The first house you bought cost less than your current stereo investment (ditto)

You have boxes of cables with which you don't know what to do
128x128vermonter
12-24-12: Radni
If your friend or family member ( mostly much juniors in age ) casually ask you to help them with a tip to improve their 2ch audio system set up ( with a very modest budget in mind ) and you keep explaining to him/her all about the sound quality and the equipments matching , till the person who asked gets emmensely bored and almost regrets asking you.

No, that makes you an ahole.
If your wife has no trunk for groceries, every room in the house has a stereo (including bathroom's), and I have a dedicated room just for audio! Not to mention I get some of my best sleep with bands like Tool (heavy metal) playing at 120db in my room.

Even my cat climbs into the ports of my sub boxes and takes a nap..... with music at volume. My son is 10 yrs old and constantly changes the setup I gave him for his room. My 5 yr old daughter, huh, I don't even want to get into that.
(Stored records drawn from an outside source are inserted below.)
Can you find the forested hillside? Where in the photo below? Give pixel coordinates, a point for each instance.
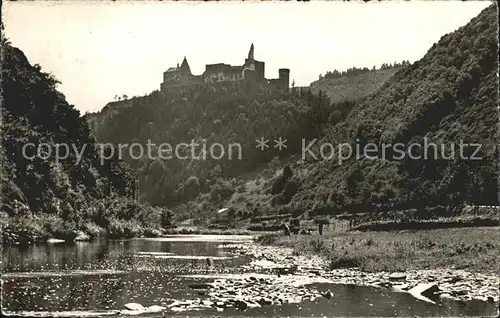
(449, 97)
(354, 82)
(42, 196)
(206, 116)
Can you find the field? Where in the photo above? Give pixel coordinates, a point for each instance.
(472, 249)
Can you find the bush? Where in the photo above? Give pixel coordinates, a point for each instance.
(267, 239)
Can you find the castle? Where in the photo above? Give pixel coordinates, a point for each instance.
(250, 73)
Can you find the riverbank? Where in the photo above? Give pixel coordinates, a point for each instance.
(473, 249)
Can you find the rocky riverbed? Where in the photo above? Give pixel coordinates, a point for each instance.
(275, 276)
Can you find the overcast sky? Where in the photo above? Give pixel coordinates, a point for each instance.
(100, 49)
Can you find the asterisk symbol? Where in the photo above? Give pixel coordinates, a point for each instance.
(280, 143)
(262, 143)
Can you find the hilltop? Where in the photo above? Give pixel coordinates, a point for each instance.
(353, 85)
(447, 96)
(77, 194)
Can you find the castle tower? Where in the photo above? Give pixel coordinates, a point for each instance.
(284, 78)
(185, 67)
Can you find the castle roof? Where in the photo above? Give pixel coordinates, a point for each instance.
(172, 69)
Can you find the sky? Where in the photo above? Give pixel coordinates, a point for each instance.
(99, 49)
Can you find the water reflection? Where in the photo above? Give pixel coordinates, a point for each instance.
(105, 275)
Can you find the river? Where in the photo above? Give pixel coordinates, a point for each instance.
(85, 278)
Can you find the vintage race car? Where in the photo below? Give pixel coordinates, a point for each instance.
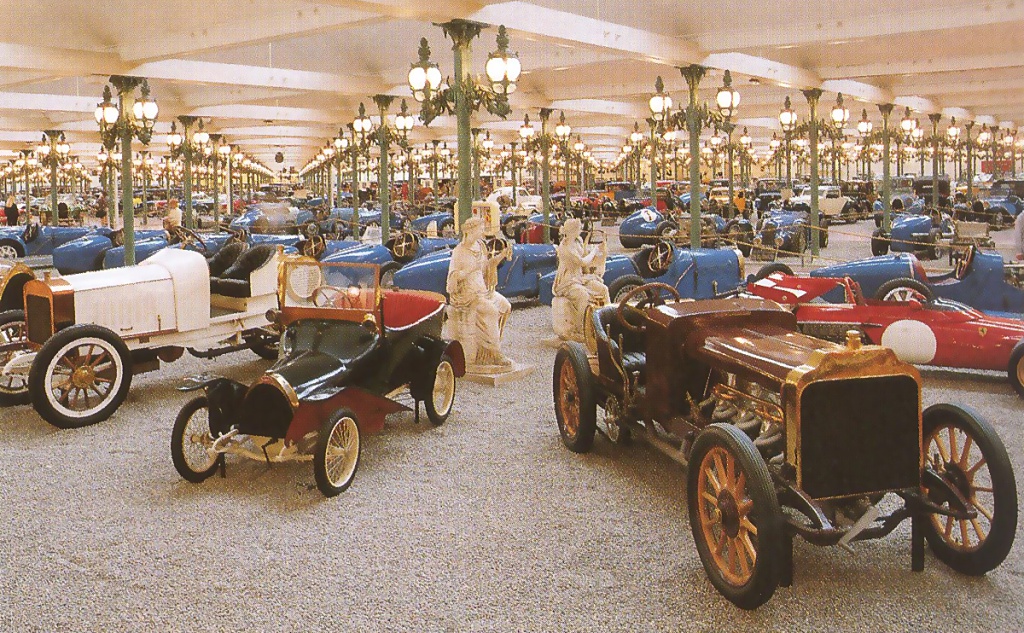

Or maybe it's because I have eight 12" subs, four 8" subs, and six 6" subs on bass alone. Add to that a total of eleven 6"mid-bass/mid range drivers and eleven tweeters. Four amps (three for bass alone), a custom built room with walls that are held in compression (anti-vibration), bracing on the ceiling, a concrete floor, dedicated power supply, ample diffusion, and I don't know what else to mention. Oh! Neighbors that don't complain no matter the hour!
you say out loud stroking your tube amp, "Isn't SHE beautiful! SHE never complains."...in front of your girlfriend.
given all of the myriad options available to you on the Internet, you are on an 'audio chat group' at past midnight. And think some of the pictures of gear are really, really fun to look at.
you rule out certain homes, while house-hunting, purely on the basis that they can't accommodate the needs of your system. (Non-Fiction).